Use the reference photos you found, but make sure you don’t make exact copies! That is legally not allowed. Instead, use them for inspiration.

Try many designs, and if you like a design, try to push that design. Let different “actors” audition for the part in your sketchbook.

Things to focus on are 1. the face, 2. the body type (tall, short, fat, slender, et cetera). These are what nature gave them. Also, decide on 3. the outfit, and 4. their “gesture,” how they stand, walk, and typically move. The last two express their character.

It is okay, or preferable even, to spend a few days on it. Come back to your design the next day with a fresh pair of eyes.

Again, try to make them as different as possible so the reader can tell them apart more easily. It will also be easier to draw them if you give them distinct characteristics that make them instantly recognizable.

I will do this course along with you, and here are my character designs.

Part One

Jack — An under-cover police officer. He's in his thirties and chosen to look the part of a businessman. He wears a suit and appears to be flying somewhere for a business meeting. He is in good shape, physically. He has a hard time surpressing his “police stare” and is always analyzing what is happening around him.
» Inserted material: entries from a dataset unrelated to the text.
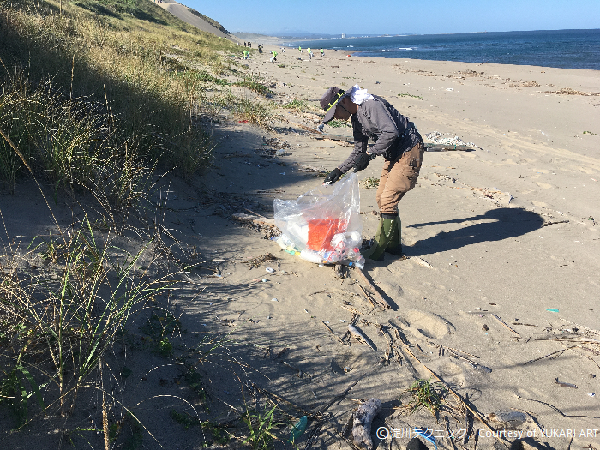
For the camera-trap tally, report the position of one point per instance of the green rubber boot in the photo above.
(394, 247)
(383, 236)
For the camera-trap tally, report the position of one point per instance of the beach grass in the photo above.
(92, 78)
(94, 98)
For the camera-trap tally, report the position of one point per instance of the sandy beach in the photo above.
(498, 298)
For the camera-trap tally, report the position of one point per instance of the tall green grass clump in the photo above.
(56, 324)
(132, 59)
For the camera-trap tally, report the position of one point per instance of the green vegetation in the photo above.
(57, 327)
(370, 183)
(425, 394)
(95, 97)
(336, 123)
(260, 428)
(97, 94)
(297, 104)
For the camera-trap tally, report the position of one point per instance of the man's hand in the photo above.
(362, 161)
(333, 176)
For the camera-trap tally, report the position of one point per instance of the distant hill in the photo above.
(196, 19)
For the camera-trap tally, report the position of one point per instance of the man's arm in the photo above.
(381, 125)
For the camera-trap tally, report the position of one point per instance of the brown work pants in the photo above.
(397, 178)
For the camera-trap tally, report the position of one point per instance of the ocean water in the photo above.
(564, 49)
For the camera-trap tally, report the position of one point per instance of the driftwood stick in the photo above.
(359, 336)
(504, 323)
(361, 424)
(380, 300)
(332, 332)
(458, 397)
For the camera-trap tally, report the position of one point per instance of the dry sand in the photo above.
(499, 297)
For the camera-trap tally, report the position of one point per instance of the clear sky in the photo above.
(398, 16)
Linda — A very attractive blonde in her 20s. She wears a red dress when she meets Jack, and an inconspicuous long coat covering that dress when she is outside the airport. She looks like a good girl, the typical girl next door, not like a suitcase thief at all.

Undercover police officer — A young African European woman. She is attractive but she doesn't flaunt it. She doesn't look like a cop at all.

Linda's accomplice — A young kid. He's anxious, he's new to stealing suitcases. He's constantly feeling the urge to look around nervously and tries to suppress this urge. He looks like Linda's younger brother.

Part Two

I can't post my moodboards here, because I don't have permission from the owners of the original photos.

Part Three

Jack: wearing a suit, he looks like a businessman about to go on a business trip, carryon by his side. Here, he's relaxing and having a drink before the flight.

Character design for Jack

Linda: designed to distract men while her accomplice steals their luggage, she wears a dress that makes her look beautiful. The third image shows her wearing a coat that covers her rather eye-catching dress, so she can get away inconspicuously.